Some $2 billion in wall funding Congress previously earmarked for a new barrier along one of the busiest U.S. border sectors remains available for spending but the Biden administration is allowing those funds to remain idle.
The Washington Examiner reported Friday that a majority of those funds, which were budgeted for 110 miles of new wall and supporting border security technology, are sitting unspent as migrants flood across the sector in the Rio Grande Valley in Texas.
The outlet reported that 89 miles of the wall project are not finished, and though President Joe Biden has ordered an end to wall construction that was funded with money diverted from other line items by former President Donald Trump, this particular project was specifically approved and then funded by Congress.
Most other wall projects that were funded by Congress during Trump’s term have been completed.
One senior Border Patrol agent told the Washington Examiner putting up new wall along the uncompleted stretch costs about $2 million a mile, adding it wasn’t clear why the final 89-mile section isn’t being finished or who will eventually make the decision to do so, while hinting that it could be DHS Secretary Alejandro Mayorkas.
“We work for the government. We work for the Department of Homeland Security, so the secretary,” said the official, who spoke to the outlet on condition of anonymity during a congressional tour of the region earlier in the week.
“He gets his orders from Congress and also from the executive branch, right? But ultimately he’s appointed, right? So he’s our boss. We do what he tells us,” the Border Patrol official added.
One of Biden’s first official acts after taking office in January was to freeze funds that were earmarked for border wall construction. But leading Republicans are moving to force the president to expend the remaining funds on wall construction as Congress instructed when it passed the legislation in the previous budget.
West Virginia Sen. Shelly Moore Capito, the top GOP member of the Senate Appropriations Subcommittee on Homeland Security and the committee’s vice chairman, Sen. Richard Shelby of Alabama, have asked the Government Accountability Office to get involved and make a determination as to whether the administration has violated the Impoundment Control Act after suspending all border wall construction without providing a legal basis to do so. If the GAO finds that Biden did improperly suspend construction, that would be grounds for a lawsuit, the Examiner reported.
“Ten projects totaling 110 miles were slated for this 320-mile stretch of border river. Congress could repurpose the remainder of the $2 billion to fund only technology at the border even though the money was originally meant to cover the cost of the wall, the levee system used to prevent floodwaters from entering towns, roads, and lighting along the wall,” the outlet added.

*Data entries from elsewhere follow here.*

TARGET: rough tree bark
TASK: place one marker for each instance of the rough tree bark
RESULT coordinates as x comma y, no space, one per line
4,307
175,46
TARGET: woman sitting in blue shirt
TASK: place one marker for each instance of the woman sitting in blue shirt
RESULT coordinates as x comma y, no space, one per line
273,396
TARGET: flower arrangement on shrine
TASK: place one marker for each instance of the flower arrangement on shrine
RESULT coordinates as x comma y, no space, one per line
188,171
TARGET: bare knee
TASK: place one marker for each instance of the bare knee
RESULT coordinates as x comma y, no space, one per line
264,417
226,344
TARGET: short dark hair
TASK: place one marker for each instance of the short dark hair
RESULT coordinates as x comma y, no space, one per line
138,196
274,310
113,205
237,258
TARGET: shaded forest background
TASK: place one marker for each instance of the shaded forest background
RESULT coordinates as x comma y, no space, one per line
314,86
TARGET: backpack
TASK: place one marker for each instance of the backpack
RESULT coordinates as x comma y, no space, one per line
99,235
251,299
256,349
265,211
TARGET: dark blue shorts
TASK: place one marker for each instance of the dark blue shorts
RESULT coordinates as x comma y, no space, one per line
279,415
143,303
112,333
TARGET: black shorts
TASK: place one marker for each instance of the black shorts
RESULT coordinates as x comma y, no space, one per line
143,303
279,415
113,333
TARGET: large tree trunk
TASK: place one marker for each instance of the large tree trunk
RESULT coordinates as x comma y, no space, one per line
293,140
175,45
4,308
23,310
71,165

Construction of walls in the Rio Grande Valley sector first began in the early 2000s when a GOP-controlled Congress provided funding for 55 miles of border sector in the wake of the 9/11 attacks. But that wall, which is just 10 feet high, is in a state of disrepair and not nearly as capable of stopping illegal alien crossing compared to the 30-foot walls being built during the Trump administration.
Typically, when walls go up in one sector, migrants will simply shift to a sector where walls don’t exist or barriers are poor. That is what is happening now; migrants are flooding the Rio Grande Valley sector that remains open after Biden shut down wall construction.
“When we finished the border wall system, there was a traffic discrepancy […] Seventy percent of our traffic was on the west side, 30 percent was on our east side,” the Border Patrol official told the Examiner. “Well, once we finished that wall, the percentage just started changing.
“And we started gaining control over that east side because we had that infrastructure,” the official added. “In 2019 is when the discrepancy was at its highest […] Ninety-five of all our illegal traffic was now occurring only on our west side, and only 5 percent was on our east side.
“We’ve finished 21 miles over on our west side. And we’re starting to see a shift back. I can tell you this: if we construct the remaining 89 miles, we will gain operational control.”